The current hype over the Netflix adaptation of Jay Asher’s Thirteen Reasons Why feels quite odd to me. I haven’t watched the series (nor do I intend to), nor do I intend to read the book, mostly because I first read it back in 2008 or so. I remember being absorbed by this book that was equal parts shocking and compelling, though I cannot recall that much about the plot itself. If I were to reread the book today, I’m sure I would find fault in it somehow (in its glorification of suicide, for instance); by leaving it in the past, my teenage reads remain an untainted (if somewhat blurry) memory.
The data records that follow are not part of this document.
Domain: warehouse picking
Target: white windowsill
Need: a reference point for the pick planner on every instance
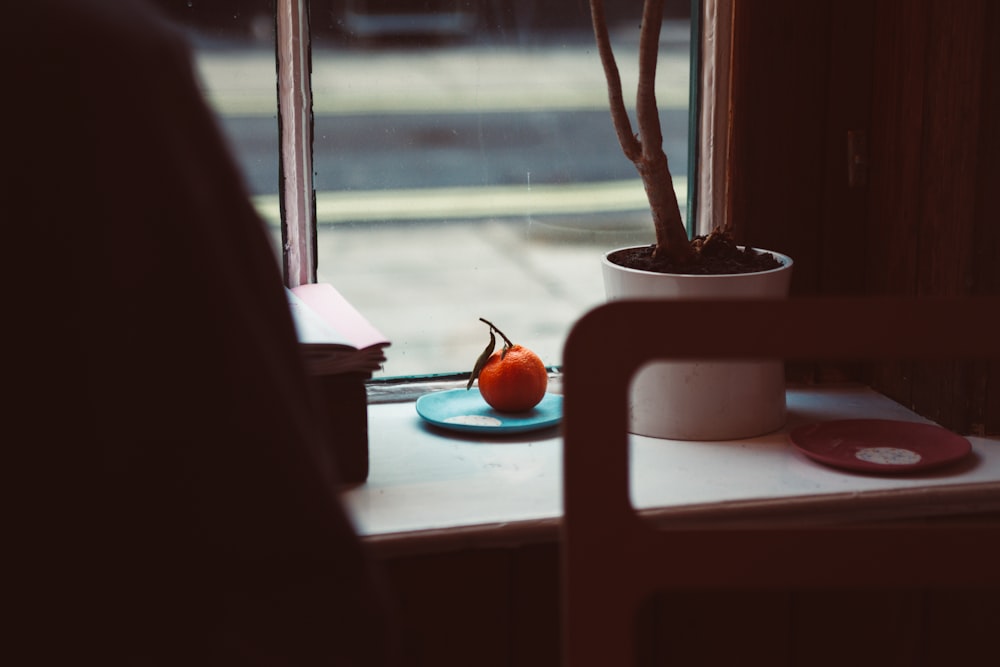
(431, 490)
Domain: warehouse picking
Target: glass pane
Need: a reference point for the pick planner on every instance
(233, 41)
(466, 166)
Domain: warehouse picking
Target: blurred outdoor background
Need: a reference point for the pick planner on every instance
(465, 162)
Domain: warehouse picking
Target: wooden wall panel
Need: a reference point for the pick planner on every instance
(928, 125)
(780, 99)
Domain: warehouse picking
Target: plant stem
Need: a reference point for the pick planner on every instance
(493, 327)
(646, 150)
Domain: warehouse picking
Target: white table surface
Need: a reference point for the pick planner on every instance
(437, 486)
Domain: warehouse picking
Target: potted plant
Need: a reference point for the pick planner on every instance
(686, 400)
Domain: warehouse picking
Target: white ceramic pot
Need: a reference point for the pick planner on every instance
(704, 400)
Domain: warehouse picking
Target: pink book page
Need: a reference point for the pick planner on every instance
(330, 304)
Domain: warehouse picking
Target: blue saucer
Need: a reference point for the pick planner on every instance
(465, 410)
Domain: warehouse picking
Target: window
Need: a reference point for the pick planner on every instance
(464, 161)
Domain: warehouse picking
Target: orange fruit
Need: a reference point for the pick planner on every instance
(513, 379)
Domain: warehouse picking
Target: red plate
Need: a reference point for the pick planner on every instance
(879, 445)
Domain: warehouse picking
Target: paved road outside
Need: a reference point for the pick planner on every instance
(422, 260)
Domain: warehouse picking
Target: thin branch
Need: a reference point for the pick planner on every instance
(619, 116)
(647, 113)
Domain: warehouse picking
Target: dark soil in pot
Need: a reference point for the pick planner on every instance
(715, 254)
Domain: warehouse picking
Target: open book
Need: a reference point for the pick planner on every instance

Still, the novel’s new-found popularity has got me thinking. We tend to think of YA as very ‘of the moment’: either they tap in to the latest genre fad (vampire romance, dystopian action/thriller, etc), or else they engage with pressing ‘issues’ that teenagers and young adults are dealing with (drug use, sexuality, and so on). Newness drives sales, and so the wheel of YA publishing rolls ever forwards.
But even if their jackets date, good YA more than stands the test of time. The themes and issues that appealed to young adults in previous decades will often engage today’s readers in equal measure. Indeed, if I had only heard about Thirteen Reasons Why when the Netflix series premiered, I would have assumed that a book that focuses so overtly about mental health would have been publish fairly recently – instead, it came out in 2007.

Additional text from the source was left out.